Why court safety planning matters

This webinar examines key safety issues for women leaving an abusive relationship from the time the woman begins to consider separation, throughout the separation and family law processes and beyond. We will look at both physical and emotional safety issues, legal steps women can take, tech safety and keeping children safe, offering tips and strategies so women and their children can be and feel as safe as possible.

This is another in the series of webinars on family law issues when there’s family violence presented by Luke’s Place in partnership with CLEO, with support from The Law Foundation of Ontario.

From the presentation: A safety plan is an individualized plan that reduces the risks of further abuse for the woman and, in many cases, her children. It should address both physical and emotional safety concerns as well as strategies for other basic needs the woman may have: income, housing, food, child care and so on.

Every woman’s safety plan will be unique, because it should be built to reflect her individual situation. A woman with no children, a supportive family nearby and who can afford to install security systems at her home will need a very different safety plan than a woman with young kids, no family close by and limited financial resources. Safety plans change over time. Sometimes, the woman’s circumstances change (children get older, she moves). Sometimes, the abuser’s circumstances change (he goes to jail or leaves the country). Sometimes, court outcomes change the situation.

Often, our minds tend to focus on physical safety, but it is important for a woman’s safety plan to also include strategies to make her as emotionally safe as possible.
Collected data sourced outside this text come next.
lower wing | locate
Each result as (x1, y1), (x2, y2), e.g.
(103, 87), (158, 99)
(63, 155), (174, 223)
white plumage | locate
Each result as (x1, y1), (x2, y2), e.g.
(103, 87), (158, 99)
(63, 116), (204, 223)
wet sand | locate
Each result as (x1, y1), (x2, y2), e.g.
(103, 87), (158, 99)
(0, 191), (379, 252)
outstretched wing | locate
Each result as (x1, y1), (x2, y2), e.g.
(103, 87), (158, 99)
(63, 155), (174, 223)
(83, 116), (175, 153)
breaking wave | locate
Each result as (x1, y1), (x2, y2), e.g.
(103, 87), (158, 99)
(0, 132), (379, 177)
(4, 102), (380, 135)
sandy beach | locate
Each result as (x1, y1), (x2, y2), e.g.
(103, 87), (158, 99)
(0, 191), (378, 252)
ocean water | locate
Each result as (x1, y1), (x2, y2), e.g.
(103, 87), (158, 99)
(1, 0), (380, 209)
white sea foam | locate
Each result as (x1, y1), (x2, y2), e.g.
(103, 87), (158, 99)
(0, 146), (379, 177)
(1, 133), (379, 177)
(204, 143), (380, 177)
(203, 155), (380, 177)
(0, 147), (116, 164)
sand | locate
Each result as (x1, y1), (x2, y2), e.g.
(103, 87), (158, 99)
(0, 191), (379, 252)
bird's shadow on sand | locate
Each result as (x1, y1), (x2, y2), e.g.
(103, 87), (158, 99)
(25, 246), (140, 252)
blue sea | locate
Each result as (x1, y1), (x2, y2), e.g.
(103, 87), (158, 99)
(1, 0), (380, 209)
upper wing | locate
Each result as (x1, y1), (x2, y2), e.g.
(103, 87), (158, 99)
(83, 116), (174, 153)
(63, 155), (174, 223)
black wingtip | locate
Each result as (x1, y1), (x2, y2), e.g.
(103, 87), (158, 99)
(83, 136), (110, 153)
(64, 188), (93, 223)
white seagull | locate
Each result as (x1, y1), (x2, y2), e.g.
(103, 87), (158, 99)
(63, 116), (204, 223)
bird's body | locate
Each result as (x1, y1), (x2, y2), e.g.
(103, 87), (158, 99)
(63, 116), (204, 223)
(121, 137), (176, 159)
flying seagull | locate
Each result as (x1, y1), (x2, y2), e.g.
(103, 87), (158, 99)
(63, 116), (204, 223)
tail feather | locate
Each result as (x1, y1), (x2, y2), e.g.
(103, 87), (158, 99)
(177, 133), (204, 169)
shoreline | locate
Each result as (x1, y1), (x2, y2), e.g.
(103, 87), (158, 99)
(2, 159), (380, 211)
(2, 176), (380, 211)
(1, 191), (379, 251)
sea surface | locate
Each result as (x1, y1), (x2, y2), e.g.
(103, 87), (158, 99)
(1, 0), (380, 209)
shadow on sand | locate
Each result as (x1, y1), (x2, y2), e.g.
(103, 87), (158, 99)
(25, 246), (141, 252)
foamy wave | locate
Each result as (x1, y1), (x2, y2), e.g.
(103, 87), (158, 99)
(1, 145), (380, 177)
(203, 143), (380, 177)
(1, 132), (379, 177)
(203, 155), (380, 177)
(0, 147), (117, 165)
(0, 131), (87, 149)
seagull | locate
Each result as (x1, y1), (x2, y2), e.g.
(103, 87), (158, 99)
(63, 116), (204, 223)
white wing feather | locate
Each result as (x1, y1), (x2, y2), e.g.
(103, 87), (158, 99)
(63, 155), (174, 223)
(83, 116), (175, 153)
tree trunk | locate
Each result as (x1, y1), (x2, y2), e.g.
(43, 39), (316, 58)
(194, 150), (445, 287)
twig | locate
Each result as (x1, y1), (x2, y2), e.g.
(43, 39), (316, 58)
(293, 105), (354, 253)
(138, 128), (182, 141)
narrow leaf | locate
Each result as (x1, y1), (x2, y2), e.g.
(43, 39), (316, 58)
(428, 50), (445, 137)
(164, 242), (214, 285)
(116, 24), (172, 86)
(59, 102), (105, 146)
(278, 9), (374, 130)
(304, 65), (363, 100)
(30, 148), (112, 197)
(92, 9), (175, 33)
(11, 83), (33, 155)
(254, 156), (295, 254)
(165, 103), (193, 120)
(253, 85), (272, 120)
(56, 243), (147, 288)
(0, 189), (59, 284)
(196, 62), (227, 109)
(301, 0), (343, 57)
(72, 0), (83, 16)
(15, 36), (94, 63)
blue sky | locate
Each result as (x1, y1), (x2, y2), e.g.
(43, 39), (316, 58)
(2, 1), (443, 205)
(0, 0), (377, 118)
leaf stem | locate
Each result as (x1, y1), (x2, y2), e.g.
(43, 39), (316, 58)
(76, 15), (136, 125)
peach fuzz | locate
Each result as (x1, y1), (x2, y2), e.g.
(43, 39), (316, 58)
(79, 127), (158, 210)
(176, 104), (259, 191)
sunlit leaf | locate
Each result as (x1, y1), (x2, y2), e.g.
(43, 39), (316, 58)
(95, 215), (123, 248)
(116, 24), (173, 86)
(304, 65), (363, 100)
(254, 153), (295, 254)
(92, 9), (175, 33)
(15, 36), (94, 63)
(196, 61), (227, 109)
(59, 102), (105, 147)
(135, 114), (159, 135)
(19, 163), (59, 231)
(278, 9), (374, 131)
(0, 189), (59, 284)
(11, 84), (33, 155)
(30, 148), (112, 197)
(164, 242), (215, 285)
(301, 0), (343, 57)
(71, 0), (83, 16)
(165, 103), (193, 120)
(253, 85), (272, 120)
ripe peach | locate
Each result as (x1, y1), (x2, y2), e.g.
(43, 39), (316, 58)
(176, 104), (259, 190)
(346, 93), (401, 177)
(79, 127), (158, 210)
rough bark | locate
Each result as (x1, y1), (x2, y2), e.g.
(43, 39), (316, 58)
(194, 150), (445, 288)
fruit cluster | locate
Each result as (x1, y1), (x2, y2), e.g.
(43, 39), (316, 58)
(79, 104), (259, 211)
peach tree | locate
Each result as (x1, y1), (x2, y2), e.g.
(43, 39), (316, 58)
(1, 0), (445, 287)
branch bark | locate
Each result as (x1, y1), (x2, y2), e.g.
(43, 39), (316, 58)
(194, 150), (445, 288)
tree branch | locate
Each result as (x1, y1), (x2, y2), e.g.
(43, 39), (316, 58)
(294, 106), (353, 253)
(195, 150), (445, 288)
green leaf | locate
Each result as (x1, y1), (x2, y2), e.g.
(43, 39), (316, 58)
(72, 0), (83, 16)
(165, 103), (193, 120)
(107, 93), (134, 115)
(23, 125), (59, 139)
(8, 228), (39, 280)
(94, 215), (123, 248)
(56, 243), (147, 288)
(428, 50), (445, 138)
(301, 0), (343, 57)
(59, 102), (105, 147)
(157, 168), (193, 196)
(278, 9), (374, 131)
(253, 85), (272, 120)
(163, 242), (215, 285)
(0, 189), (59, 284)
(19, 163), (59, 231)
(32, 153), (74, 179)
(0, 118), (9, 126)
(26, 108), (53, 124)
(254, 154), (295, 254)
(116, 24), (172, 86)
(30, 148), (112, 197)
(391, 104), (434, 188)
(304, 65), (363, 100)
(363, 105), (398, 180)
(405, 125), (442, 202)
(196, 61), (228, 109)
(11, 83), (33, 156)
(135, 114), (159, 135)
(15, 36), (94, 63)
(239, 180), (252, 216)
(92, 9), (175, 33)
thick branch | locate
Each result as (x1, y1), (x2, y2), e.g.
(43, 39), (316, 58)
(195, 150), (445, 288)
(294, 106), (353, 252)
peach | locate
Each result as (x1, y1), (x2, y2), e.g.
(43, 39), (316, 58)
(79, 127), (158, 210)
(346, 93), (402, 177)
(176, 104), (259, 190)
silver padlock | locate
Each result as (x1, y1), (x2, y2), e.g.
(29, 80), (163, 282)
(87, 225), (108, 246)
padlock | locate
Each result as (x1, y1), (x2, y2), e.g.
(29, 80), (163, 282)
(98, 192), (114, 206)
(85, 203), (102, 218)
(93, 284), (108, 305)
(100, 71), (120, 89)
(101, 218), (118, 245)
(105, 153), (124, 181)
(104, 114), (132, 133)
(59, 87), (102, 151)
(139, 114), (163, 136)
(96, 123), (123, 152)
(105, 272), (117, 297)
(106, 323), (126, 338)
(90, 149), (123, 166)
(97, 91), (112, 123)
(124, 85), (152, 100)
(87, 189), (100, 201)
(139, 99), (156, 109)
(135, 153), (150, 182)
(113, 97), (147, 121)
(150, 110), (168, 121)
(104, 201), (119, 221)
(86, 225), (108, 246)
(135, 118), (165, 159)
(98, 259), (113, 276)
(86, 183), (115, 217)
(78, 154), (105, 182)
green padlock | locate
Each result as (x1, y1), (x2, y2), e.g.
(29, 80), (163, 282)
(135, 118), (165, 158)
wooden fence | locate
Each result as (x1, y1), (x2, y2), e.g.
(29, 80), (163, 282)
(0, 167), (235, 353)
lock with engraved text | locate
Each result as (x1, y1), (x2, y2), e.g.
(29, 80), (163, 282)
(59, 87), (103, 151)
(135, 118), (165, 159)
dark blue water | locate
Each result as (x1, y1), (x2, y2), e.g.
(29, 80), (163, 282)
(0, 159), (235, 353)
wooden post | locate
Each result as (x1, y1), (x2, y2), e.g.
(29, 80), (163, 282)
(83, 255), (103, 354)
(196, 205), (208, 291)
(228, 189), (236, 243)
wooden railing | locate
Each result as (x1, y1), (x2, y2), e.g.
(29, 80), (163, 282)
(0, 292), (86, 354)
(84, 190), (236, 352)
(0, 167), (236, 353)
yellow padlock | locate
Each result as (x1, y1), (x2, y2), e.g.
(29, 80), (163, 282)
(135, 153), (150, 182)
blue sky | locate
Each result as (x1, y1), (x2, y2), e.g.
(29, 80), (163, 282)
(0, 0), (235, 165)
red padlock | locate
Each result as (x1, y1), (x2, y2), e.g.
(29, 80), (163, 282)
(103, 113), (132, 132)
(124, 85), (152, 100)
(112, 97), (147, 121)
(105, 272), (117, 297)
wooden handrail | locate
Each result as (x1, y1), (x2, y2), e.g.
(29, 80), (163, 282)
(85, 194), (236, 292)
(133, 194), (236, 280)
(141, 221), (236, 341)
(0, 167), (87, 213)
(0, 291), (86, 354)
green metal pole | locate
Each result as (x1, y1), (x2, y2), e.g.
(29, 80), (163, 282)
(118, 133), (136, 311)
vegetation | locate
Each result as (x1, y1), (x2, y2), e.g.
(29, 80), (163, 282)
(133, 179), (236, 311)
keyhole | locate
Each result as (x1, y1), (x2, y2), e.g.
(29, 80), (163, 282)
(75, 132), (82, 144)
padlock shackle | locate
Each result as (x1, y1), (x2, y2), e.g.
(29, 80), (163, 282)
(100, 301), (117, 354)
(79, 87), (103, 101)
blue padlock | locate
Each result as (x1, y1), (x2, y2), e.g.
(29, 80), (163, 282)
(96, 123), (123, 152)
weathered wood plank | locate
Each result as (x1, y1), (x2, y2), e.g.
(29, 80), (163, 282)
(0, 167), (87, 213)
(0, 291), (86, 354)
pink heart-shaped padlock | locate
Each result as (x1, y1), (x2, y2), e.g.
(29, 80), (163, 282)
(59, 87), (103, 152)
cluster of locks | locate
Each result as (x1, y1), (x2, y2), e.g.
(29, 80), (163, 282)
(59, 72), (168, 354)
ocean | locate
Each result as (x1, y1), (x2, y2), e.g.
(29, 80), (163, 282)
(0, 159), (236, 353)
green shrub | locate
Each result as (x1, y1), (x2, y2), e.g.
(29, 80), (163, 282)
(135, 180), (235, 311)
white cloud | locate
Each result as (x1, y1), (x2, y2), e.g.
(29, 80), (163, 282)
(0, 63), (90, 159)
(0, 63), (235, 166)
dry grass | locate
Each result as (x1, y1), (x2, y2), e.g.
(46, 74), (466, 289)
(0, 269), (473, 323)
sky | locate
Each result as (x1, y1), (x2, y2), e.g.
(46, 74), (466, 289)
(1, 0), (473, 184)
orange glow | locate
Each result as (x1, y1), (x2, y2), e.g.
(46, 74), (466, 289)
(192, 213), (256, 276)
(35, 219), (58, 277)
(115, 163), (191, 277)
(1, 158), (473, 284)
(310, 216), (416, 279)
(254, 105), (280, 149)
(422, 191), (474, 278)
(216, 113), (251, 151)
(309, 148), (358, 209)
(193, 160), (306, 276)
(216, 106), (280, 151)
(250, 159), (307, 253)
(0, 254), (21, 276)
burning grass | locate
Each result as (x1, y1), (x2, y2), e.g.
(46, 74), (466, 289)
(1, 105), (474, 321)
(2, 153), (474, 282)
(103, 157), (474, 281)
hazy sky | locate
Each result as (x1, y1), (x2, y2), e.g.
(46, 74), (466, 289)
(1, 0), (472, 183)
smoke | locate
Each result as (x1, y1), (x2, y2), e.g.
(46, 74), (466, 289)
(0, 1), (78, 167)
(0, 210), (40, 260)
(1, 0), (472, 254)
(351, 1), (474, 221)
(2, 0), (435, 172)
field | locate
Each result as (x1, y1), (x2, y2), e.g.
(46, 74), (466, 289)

She will need her plan to address how she will manage contact with her former partner when she sees him at court or when they are exchanging or discussing the children to minimize his ability to intimidate her.

Setting boundaries with the former partner is a key component of an emotional safety plan. Our resource, Family Court and Beyond contains a checklist to assist women think about boundary setting and include such suggestions as:

  • Opening a new email account to separate communication with the former partner from other communication
  • Adjust social media settings to ensure privacy
  • Arranging exchanges of the children away from her home
  • Limiting contact with her former partner’s family

In Family Court and Beyond, you can also find a template for a woman to use when she is developing her safety plan that looks at eight aspects of a woman’s life where safety may be an issue: physical, emotional, sexual, health, financial, spiritual, housing and legal.